Nem tudo é mau, claro (ainda que a entropia atávica da administração pública acabe, certamente, por reduzir a pouco mais do que pó o cenário aparentemente ideal). A proposta de DL abre, finalmente, o recrutamento dos diretores (mas por que não dos conservadores?) ao universo exterior à função pública e mesmo internacional e impõe a obrigatoriedade de consignar às instituições as receitas geradas, como o MNAA sempre reivindicou.
O acesso às modestas receitas que gera (500 mil euros), base essencial da "gestão sustentada" por que se vem batendo, teria salvado o Museu. Tal benefício, acrescido da autonomia jurídica e fiscal (que não tem ónus), teria possibilitado o aumento dos recursos e, passo a passo, permitido escorar o quadro humano, hoje em iminente rotura. Contra tal se ergueram sempre argumentos financistas — os mesmos que agora se esfumam, sem reparos à multiplicação dos cargos dirigentes e à geral (e justa) consignação das receitas geradas.
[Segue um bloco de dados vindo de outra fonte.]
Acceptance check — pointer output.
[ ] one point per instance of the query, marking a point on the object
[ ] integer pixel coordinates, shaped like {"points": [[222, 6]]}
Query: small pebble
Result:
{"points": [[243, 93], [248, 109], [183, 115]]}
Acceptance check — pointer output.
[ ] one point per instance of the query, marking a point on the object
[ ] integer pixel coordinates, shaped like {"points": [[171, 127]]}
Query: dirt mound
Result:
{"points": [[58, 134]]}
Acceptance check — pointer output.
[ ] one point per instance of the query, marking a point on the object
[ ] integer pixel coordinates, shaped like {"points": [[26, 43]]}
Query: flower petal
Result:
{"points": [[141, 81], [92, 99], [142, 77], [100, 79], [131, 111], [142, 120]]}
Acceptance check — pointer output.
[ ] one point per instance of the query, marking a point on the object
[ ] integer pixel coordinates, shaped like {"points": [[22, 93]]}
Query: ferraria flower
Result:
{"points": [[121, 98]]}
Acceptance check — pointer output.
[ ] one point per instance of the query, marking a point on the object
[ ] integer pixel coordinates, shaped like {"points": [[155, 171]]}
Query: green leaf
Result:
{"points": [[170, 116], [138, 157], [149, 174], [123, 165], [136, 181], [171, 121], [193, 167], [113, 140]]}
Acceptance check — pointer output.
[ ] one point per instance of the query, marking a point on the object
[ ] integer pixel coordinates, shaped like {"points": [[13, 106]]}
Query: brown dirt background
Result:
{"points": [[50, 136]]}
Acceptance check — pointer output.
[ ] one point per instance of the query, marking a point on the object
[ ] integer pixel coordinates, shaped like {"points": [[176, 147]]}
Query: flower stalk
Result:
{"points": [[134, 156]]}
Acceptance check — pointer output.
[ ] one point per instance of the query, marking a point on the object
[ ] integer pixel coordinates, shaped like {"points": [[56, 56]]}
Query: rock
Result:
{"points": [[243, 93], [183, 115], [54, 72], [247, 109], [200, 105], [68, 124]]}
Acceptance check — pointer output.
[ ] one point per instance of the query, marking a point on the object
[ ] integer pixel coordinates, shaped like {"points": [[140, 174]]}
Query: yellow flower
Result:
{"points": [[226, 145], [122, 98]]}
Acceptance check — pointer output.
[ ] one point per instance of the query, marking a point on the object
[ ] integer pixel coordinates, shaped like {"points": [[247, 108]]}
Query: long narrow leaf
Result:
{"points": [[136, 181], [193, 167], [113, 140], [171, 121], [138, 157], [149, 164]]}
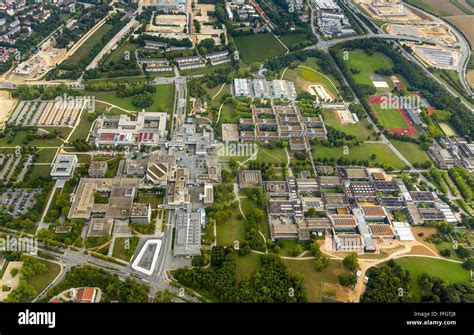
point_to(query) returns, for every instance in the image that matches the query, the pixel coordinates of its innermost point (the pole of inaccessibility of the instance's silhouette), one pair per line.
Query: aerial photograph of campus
(236, 151)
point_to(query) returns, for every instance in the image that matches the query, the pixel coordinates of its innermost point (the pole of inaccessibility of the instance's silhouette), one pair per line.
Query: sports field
(258, 47)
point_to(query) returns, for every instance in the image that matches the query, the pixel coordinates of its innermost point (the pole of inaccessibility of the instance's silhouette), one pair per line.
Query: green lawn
(40, 282)
(303, 76)
(258, 47)
(447, 129)
(152, 198)
(313, 280)
(448, 245)
(275, 156)
(367, 65)
(390, 118)
(82, 129)
(62, 132)
(163, 99)
(449, 271)
(246, 266)
(247, 205)
(230, 231)
(361, 152)
(359, 129)
(292, 39)
(38, 171)
(45, 155)
(229, 114)
(88, 45)
(121, 252)
(411, 151)
(119, 53)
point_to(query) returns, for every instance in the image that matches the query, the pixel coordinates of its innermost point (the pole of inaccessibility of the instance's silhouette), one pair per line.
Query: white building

A autonomia (mesmo que não fiscal) é agora para todos, menos para a voz que por ela sempre clamou.
Com espanto, o MNAA vê no novo organograma diluir-se a sua condição de "primeiro museu" e a sua integração num círculo homogéneo de "unidades orgânicas", onde ascende um novo astro: o Museu Nacional de Arqueologia, em associação com os Jerónimos e a Torre de Belém. A afirmação triunfal do presidente do ICOM-Europa (e ilustre arqueólogo) à mesma Lusa, de que "é justo que alguns diretores passem a ser equiparados a subdiretores-gerais, e que se tenha posto fim ao estatuto jurídico especial do Museu Nacional de Arte Antiga", aponta o (des)norte de um processo, no qual várias outras questões causam assombro. Desde logo, que num Estado democrático e numa sociedade aberta — onde, por natureza, deve estimular-se a livre discussão, sobretudo quando se trata de recursos públicos — se arrogue o direito a preservar antigos tiques de autoritarismo, querendo, podendo e mandando a partir da solidão dos gabinetes e tirando partido da desinformação geral e histórico desinteresse sobre a subnutrição das instituições culturais públicas. E contando, claro, com a zelosa aplicação de códigos não escritos que inibem os dirigentes dos tais "serviços dependentes" de fazer alarde das misérias da sua condição, ao invés do que ocorre nos sectores da Cultura que se gerem pelas regras liberais (do teatro à dança, da música ao cinema ou à criação plástica, incluída Serralves, não obstante a amplitude da participação estatal).
Para sustentar-se e proteger-se, o MNAA — cuja diferença de escala em relação aos outros museus é prosaicamente perceptível — pediu apenas o tal NIF e o acesso às receitas próprias, essenciais à sua "gestão sustentada". Mas foi-lhe sempre dito que esses 500 mil euros gerariam fatal desequilíbrio nas contas públicas. Afinal não. Afinal é fácil dar tudo a todos e ficar contente. Só convém perceber que não é só com fogo que se destroem os museus; também se matam administrativamente.